Bug #27917 Spatial (rtree) index not used with "OR" clause.
Submitted: 18 Apr 2007 7:48 Modified: 13 May 2015 8:08
Reporter: Wil Williams Email Updates:
Status: Duplicate Impact on me:
None 
Category:MySQL Server: Optimizer Severity:S5 (Performance)
Version:5.0.40-BK, 5.0.32-Debian_3 OS:Linux
Assigned to: CPU Architecture:Any
Tags: Geometry, gis, MBRIntersects, spatial index

[18 Apr 2007 7:48] Wil Williams
Description:
In previous versions of mysql there was a major bug such that a query of the form "select * from table where MBRIntersects(..A..) or MBRIntersects(..B..)" would return fewer results than the initial part of the query (ie "select * from table where MBRIntersects(..A..)"). This has how been fixed, but now the query runs dog slowly. Basically explain indicates why... the spatial index is not used.

Examples:

1. Fine

explain SELECT _id FROM hydro WHERE MBRIntersects(SHAPE,GeomFromText('POLYGON((115.362236 -33.82212,115.36312 -33.82212,115.36312 -33.787,115.362236 -33.787,115.362236 -33.82212))', 4326 ))

possible_keys: SHAPE
          key: SHAPE

2. Fine

explain SELECT _id FROM hydro WHERE MBRIntersects(SHAPE,GeomFromText('POLYGON((115.362236 -33.82212,115.36312 -33.82212,115.36312 -33.787,115.362236 -33.787,115.362236 -33.82212))', 4326 )) or _id=10

possible_keys: PRIMARY,SHAPE
          key: SHAPE,PRIMARY

3. Unhappy

explain SELECT _id FROM hydro WHERE ((MBRIntersects(SHAPE,GeomFromText('POLYGON((115.30215 -33.822117,115.36253 -33.822117,115.36253 -33.805443,115.30215 -33.805443,115.30215 -33.822117))', 4326 )))) or MBRIntersects(SHAPE,GeomFromText('POLYGON((115.362236 -33.82212,115.36312 -33.82212,115.36312 -33.787,115.362236 -33.787,115.362236 -33.82212))', 4326 ))

possible_keys: SHAPE
          key: NULL

There is no real solution to this.
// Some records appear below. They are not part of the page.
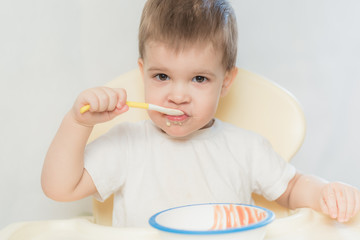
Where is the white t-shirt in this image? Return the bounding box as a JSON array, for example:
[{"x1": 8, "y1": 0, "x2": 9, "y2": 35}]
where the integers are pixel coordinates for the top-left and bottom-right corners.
[{"x1": 85, "y1": 119, "x2": 296, "y2": 227}]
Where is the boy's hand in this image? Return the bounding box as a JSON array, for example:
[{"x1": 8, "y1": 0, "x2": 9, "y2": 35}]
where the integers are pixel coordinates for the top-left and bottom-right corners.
[
  {"x1": 320, "y1": 182, "x2": 360, "y2": 222},
  {"x1": 71, "y1": 87, "x2": 129, "y2": 127}
]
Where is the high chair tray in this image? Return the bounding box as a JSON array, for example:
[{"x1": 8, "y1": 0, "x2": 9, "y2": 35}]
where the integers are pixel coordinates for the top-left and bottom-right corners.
[{"x1": 0, "y1": 209, "x2": 360, "y2": 240}]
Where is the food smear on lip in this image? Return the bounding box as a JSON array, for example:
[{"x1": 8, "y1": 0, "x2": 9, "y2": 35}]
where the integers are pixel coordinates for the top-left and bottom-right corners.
[
  {"x1": 210, "y1": 204, "x2": 266, "y2": 230},
  {"x1": 166, "y1": 114, "x2": 189, "y2": 122}
]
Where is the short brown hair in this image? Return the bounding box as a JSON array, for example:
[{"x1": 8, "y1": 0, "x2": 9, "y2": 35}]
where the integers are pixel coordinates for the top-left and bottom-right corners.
[{"x1": 139, "y1": 0, "x2": 237, "y2": 70}]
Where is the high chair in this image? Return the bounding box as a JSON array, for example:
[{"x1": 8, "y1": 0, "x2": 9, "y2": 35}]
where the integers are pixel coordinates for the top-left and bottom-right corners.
[
  {"x1": 0, "y1": 69, "x2": 360, "y2": 240},
  {"x1": 89, "y1": 69, "x2": 305, "y2": 225}
]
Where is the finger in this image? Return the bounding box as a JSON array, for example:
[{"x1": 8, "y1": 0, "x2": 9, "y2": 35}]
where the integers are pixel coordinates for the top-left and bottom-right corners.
[
  {"x1": 351, "y1": 189, "x2": 360, "y2": 217},
  {"x1": 103, "y1": 88, "x2": 119, "y2": 111},
  {"x1": 334, "y1": 187, "x2": 347, "y2": 222},
  {"x1": 114, "y1": 88, "x2": 128, "y2": 109},
  {"x1": 96, "y1": 88, "x2": 110, "y2": 112},
  {"x1": 325, "y1": 183, "x2": 338, "y2": 218},
  {"x1": 320, "y1": 198, "x2": 329, "y2": 215},
  {"x1": 343, "y1": 187, "x2": 355, "y2": 222}
]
When I query my table (a couple of Gigs) it takes about 0.1 second to perform with one part of the where clause (reduced to 0.00 on repeat queries), but over a minute with the two parts.
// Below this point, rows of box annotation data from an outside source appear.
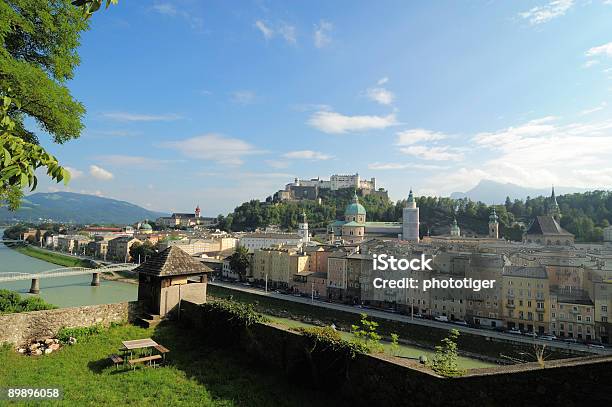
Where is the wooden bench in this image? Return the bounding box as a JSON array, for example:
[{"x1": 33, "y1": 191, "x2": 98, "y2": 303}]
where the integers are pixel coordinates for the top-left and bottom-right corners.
[
  {"x1": 128, "y1": 355, "x2": 162, "y2": 370},
  {"x1": 108, "y1": 354, "x2": 123, "y2": 369},
  {"x1": 154, "y1": 345, "x2": 170, "y2": 364}
]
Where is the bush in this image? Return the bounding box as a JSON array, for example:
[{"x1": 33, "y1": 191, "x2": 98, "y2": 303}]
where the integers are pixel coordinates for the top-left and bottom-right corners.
[
  {"x1": 200, "y1": 300, "x2": 268, "y2": 346},
  {"x1": 57, "y1": 325, "x2": 102, "y2": 344},
  {"x1": 430, "y1": 329, "x2": 465, "y2": 377},
  {"x1": 0, "y1": 289, "x2": 57, "y2": 314},
  {"x1": 294, "y1": 327, "x2": 369, "y2": 389}
]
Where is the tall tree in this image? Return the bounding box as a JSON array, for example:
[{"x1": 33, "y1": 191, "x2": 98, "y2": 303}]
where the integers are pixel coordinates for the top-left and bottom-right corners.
[{"x1": 0, "y1": 0, "x2": 88, "y2": 209}]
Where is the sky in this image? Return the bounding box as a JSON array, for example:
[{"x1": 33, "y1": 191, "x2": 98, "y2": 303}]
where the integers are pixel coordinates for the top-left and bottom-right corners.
[{"x1": 31, "y1": 0, "x2": 612, "y2": 216}]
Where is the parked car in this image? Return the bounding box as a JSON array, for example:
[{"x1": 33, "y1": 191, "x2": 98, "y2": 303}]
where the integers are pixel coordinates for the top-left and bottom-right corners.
[{"x1": 540, "y1": 335, "x2": 557, "y2": 341}]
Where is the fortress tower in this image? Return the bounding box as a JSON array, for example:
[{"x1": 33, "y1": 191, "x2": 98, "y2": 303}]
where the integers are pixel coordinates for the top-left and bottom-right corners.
[
  {"x1": 402, "y1": 189, "x2": 419, "y2": 242},
  {"x1": 489, "y1": 208, "x2": 499, "y2": 239},
  {"x1": 298, "y1": 212, "x2": 310, "y2": 243}
]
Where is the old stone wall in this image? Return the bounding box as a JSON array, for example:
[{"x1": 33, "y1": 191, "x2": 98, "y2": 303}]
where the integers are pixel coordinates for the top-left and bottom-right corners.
[
  {"x1": 0, "y1": 301, "x2": 140, "y2": 345},
  {"x1": 181, "y1": 301, "x2": 612, "y2": 407}
]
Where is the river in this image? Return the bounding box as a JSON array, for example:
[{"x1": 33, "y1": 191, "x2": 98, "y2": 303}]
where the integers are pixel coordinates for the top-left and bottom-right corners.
[{"x1": 0, "y1": 229, "x2": 138, "y2": 307}]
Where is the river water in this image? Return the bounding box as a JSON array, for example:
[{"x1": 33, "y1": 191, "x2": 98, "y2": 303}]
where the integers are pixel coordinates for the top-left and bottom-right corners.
[{"x1": 0, "y1": 229, "x2": 138, "y2": 307}]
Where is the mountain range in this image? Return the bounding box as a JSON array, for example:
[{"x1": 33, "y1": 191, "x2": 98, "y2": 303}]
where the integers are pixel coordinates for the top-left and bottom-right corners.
[
  {"x1": 0, "y1": 192, "x2": 166, "y2": 225},
  {"x1": 450, "y1": 180, "x2": 588, "y2": 205}
]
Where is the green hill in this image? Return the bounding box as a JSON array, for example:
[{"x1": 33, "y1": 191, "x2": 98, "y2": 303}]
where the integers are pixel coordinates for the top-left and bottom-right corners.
[{"x1": 0, "y1": 192, "x2": 164, "y2": 224}]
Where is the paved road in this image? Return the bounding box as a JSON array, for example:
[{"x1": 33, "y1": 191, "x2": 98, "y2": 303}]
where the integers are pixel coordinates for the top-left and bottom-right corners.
[{"x1": 209, "y1": 281, "x2": 612, "y2": 355}]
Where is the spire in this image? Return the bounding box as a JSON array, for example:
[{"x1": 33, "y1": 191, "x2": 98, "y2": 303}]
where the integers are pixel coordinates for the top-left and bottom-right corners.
[
  {"x1": 489, "y1": 207, "x2": 498, "y2": 223},
  {"x1": 408, "y1": 188, "x2": 414, "y2": 203}
]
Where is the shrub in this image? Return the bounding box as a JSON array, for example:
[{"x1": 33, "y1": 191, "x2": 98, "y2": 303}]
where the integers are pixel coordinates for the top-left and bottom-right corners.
[
  {"x1": 57, "y1": 325, "x2": 102, "y2": 344},
  {"x1": 0, "y1": 289, "x2": 57, "y2": 314},
  {"x1": 351, "y1": 313, "x2": 384, "y2": 352},
  {"x1": 430, "y1": 329, "x2": 465, "y2": 377}
]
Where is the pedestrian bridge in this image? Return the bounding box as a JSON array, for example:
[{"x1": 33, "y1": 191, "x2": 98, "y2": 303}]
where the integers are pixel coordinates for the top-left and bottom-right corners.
[{"x1": 0, "y1": 263, "x2": 138, "y2": 294}]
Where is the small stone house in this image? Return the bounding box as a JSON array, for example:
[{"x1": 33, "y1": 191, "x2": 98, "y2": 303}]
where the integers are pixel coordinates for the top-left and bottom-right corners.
[{"x1": 135, "y1": 246, "x2": 212, "y2": 316}]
I can obviously run two queries and join the results myself, but this sort of defeats the purpose of using a database (especially since the real queries contain far more parts, joins, etc).
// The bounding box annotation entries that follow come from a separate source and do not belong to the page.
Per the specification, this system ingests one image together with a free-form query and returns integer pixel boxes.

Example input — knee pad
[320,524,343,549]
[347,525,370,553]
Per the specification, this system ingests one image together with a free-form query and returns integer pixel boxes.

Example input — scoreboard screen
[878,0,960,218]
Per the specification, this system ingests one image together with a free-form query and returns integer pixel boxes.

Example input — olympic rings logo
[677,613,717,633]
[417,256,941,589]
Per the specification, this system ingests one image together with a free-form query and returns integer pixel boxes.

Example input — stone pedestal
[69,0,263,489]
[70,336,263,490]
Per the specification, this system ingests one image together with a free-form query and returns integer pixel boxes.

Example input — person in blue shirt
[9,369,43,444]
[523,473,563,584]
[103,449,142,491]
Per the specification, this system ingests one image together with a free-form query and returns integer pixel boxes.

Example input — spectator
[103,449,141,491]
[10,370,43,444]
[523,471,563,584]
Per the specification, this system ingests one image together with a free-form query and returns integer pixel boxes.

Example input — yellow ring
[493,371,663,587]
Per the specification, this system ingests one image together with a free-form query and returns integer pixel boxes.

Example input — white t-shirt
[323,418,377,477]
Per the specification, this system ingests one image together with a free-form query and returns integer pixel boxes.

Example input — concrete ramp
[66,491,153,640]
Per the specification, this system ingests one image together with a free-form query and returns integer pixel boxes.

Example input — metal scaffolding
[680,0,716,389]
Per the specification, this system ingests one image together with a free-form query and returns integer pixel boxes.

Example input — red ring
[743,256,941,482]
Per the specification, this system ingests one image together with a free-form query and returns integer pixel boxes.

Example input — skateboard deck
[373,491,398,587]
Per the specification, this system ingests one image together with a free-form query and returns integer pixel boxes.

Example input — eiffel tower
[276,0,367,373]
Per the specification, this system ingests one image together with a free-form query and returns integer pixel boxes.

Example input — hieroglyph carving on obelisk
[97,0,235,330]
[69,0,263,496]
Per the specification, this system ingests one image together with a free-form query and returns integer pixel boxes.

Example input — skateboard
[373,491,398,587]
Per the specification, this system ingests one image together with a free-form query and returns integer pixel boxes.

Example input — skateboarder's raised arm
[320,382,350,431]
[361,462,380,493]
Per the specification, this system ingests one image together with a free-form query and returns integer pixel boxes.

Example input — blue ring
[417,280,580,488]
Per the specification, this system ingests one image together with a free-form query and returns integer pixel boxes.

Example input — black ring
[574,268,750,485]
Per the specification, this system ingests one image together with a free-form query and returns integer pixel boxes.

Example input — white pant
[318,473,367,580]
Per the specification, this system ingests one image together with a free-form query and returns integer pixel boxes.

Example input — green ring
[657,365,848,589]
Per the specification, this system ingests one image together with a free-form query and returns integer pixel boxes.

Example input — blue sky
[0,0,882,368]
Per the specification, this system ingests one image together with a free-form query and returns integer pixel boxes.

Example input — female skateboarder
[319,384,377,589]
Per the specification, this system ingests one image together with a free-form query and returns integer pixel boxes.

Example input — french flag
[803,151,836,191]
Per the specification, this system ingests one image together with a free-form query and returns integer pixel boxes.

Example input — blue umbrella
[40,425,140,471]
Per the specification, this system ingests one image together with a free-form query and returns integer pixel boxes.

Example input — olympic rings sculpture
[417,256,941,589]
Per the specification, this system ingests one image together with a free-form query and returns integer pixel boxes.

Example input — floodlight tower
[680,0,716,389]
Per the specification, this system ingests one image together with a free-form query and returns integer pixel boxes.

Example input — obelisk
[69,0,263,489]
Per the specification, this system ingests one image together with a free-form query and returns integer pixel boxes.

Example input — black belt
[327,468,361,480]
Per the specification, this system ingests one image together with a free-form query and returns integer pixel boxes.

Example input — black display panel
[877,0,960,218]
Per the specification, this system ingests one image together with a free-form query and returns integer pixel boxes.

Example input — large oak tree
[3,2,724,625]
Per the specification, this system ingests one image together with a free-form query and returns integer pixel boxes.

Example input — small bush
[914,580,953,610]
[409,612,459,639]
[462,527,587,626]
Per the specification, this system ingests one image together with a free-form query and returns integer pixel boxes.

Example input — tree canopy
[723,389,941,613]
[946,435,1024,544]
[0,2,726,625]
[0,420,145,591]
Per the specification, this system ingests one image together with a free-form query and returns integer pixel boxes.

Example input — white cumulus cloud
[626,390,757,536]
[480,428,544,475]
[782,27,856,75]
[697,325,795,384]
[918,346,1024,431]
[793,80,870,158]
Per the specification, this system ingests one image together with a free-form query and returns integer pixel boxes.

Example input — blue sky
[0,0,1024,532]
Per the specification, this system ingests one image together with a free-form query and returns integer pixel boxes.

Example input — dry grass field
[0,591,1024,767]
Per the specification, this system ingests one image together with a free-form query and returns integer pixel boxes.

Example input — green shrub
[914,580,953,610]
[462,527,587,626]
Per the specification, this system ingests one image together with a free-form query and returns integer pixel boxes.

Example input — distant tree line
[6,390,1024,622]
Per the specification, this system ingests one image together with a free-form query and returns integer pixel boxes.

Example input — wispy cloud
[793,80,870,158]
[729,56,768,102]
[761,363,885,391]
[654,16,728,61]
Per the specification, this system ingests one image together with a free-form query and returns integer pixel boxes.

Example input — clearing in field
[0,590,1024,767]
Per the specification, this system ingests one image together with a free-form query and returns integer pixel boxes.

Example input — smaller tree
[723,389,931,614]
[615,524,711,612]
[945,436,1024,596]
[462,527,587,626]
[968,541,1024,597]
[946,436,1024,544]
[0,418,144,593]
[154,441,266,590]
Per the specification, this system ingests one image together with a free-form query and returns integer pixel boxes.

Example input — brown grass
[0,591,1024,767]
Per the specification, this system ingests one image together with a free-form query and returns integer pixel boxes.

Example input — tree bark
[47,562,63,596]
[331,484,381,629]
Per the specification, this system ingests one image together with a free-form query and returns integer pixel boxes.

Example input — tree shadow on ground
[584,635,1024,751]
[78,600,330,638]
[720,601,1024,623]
+----+-------------+-------+-------+---------------+-------+---------+------+------+-------------+
| id | select_type | table | type  | possible_keys | key   | key_len | ref  | rows | Extra       |
+----+-------------+-------+-------+---------------+-------+---------+------+------+-------------+
|  1 | SIMPLE      | hydro | range | SHAPE         | SHAPE | 32      | NULL |    1 | Using where | 
+----+-------------+-------+-------+---------------+-------+---------+------+------+-------------+

How to repeat:
Can be repeated by running this type of query on large tables. For testing, create a table

CREATE TABLE test (
  _id int(11) NOT NULL auto_increment,
  shape geometry NOT NULL,
  PRIMARY KEY  (_id),
  SPATIAL KEY shape (SHAPE(32))
);

insert into test (shape) values (geomfromtext('LINESTRING(115 -33, 120 -34)'));

explain SELECT _id FROM test WHERE ((MBRIntersects(SHAPE,GeomFromText('POLYGON((115.30215 -33.822117,115.36253 -33.822117,115.36253 -33.805443,115.30215 -33.805443,115.30215 -33.822117))', 4326 ))));

Results:

possible_keys: shape
          key: NULL

In the fix it would use a key (ie non NULL)

Suggested fix:
Improve the optimiser to support multiple key usage with OR clauses, as is done between btree and rtree keys and in other cases.
[18 Apr 2007 8:08] Wil Williams
Sorry, I rushed the repeat part. You need to insert a significant amount of data.
If you just repeat the insert statement 100 times (or less) it will work:

Then the query is

explain SELECT _id FROM test WHERE ((MBRIntersects(SHAPE,GeomFromText('POLYGON((115.30215 -33.822117,115.36253 -33.822117,115.36253 -33.805443,115.30215 -33.805443,115.30215 -33.822117))', 4326 )))) or ((MBRIntersects(SHAPE,GeomFromText('POLYGON((115.30215 -33.822117,115.36253 -33.822117,115.36253 -33.805443,115.30215 -33.805443,115.30215 -33.822117))', 4326 ))));

which will not use a key (you need the two parts).

----------
Also: A new work around. I can precalculate the envelope of the query parts and form a query of the form

"select * from table where MBRIntersects(BIG_RECT) and (old query part)"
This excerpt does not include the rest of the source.